Wyłudzili 370 tysięcy złotych od staruszków

Wyłudzili 370 tysięcy złotych od staruszków

Dodano:   /  Zmieniono: 
Wyłudzili 370 tysięcy złotych metodą "na wnuczka" (fot. sxc.hu) Źródło:FreeImages.com
O udział w wyłudzeniu metodą "na wnuczka" ok. 370 tys. zł w całej Polsce oskarżyła prokuratura we Włocławku sześć osób. Oskarżeni mieszkają w Wielkiej Brytanii, i tam trafiały zdobyte w wyniku oszustw pieniądze.

- Oskarżeni byli odbiorcami pieniędzy wyłudzonych w Polsce i wysłanych na Wyspy przez trzech mężczyzn, którzy odpowiadają za udział w tym procederze w innym, toczącym się już od roku procesie - poinformował Wojciech Fabisiak, rzecznik Prokuratury Okręgowej we Włocławku. Jak ustalono w czasie śledztwa, Paweł B., Manfred K., Robert L., Jadwiga A., Maria H. i Anna G. odebrali w sumie ponad 369 tys. zł, przesłanych z Polski przekazami pieniężnymi.

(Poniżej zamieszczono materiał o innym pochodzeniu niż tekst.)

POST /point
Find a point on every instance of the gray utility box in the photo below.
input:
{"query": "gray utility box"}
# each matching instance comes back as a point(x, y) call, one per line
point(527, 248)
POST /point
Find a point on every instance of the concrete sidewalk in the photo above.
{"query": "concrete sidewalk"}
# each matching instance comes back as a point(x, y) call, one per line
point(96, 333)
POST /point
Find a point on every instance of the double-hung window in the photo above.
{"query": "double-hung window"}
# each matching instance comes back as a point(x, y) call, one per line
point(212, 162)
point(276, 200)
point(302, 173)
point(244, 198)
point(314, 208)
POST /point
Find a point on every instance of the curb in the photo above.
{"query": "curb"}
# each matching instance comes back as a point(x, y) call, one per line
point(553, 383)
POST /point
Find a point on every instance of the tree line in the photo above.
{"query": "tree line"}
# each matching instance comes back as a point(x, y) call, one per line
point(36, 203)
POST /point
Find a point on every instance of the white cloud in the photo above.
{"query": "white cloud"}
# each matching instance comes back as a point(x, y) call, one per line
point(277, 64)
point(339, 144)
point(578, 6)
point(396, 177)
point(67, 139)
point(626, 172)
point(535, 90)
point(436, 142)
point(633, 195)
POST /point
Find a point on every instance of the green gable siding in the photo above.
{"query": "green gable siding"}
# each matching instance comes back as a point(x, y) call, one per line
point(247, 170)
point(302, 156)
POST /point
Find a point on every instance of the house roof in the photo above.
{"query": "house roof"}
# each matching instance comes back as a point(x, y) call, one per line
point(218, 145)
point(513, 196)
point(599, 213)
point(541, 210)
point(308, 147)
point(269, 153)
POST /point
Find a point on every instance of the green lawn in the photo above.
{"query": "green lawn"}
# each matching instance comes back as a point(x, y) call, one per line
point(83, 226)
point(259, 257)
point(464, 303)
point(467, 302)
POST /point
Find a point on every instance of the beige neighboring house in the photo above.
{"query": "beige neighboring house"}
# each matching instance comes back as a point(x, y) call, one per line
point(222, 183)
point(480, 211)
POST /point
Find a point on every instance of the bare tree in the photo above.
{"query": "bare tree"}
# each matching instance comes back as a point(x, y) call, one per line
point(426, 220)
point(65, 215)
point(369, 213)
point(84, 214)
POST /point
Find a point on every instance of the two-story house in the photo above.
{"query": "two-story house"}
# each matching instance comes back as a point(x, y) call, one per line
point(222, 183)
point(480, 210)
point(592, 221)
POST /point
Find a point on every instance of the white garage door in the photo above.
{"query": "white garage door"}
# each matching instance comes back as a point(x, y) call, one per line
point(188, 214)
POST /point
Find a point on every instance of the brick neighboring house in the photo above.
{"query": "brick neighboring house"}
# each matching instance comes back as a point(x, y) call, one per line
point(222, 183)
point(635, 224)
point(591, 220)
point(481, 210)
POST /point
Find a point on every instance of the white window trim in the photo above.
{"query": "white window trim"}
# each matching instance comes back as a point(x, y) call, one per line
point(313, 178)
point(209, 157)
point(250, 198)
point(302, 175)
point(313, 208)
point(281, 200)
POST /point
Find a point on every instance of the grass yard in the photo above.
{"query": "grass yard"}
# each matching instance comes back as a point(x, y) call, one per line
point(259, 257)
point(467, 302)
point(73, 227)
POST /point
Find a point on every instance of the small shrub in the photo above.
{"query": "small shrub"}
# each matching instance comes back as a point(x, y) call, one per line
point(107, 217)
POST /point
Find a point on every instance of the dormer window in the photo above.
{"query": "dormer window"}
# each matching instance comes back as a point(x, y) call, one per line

Ofiarami naciągaczy padło co najmniej kilkadziesięt osób z różnych rejonów kraju. Szóstce adresatów przekazów pieniężnych zarzucono paserstwo, za co grozi kara od trzech miesięcy do pięciu lat więzienia. Sąd nie zastosował wobec nich aresztu i będą wzywani na rozprawy z Londynu, gdzie na stałe mieszkają. Według prokuratury dane potencjalnych ofiar wyłudzeń wybierano losowo z książek telefonicznych lub poprzez informacje zdobyte w przypadkowych rozmowach. Dotychczas nie udało się jednak zidentyfikować członka grupy naciągaczy, który dzwonił do poszczególnych osób i przekonywał je do przekazania oszczędności.

- Mężczyzna, korzystając z telefonu komórkowego w systemie prepaid, i z różnych kart telefonicznych, wykonywał połączenia do osób starszych, wprowadzał je w błąd co do swej tożsamości, przedstawiał się jako ich wnuczek lub członek rodziny. Podawał nieprawdziwe dane, np. że miał wypadek drogowy i pilnie potrzebuje pieniędzy, po które przyjdzie jego kolega - relacjonował prokurator Fabisiak.

Ten sam nieustalony mężczyzna koordynował działania trzech mężczyzn odbierających gotówkę: Michała R., Macieja G. i Michała T., którym podawał adresy, pod które mieli się udać i wysokość sumy, którą mieli odebrać. "Inkasenci" odliczali należną sobie "prowizję" i wysyłali resztę pieniędzy do Wielkiej Brytanii. Ich proces trwa już od kilku miesięcy.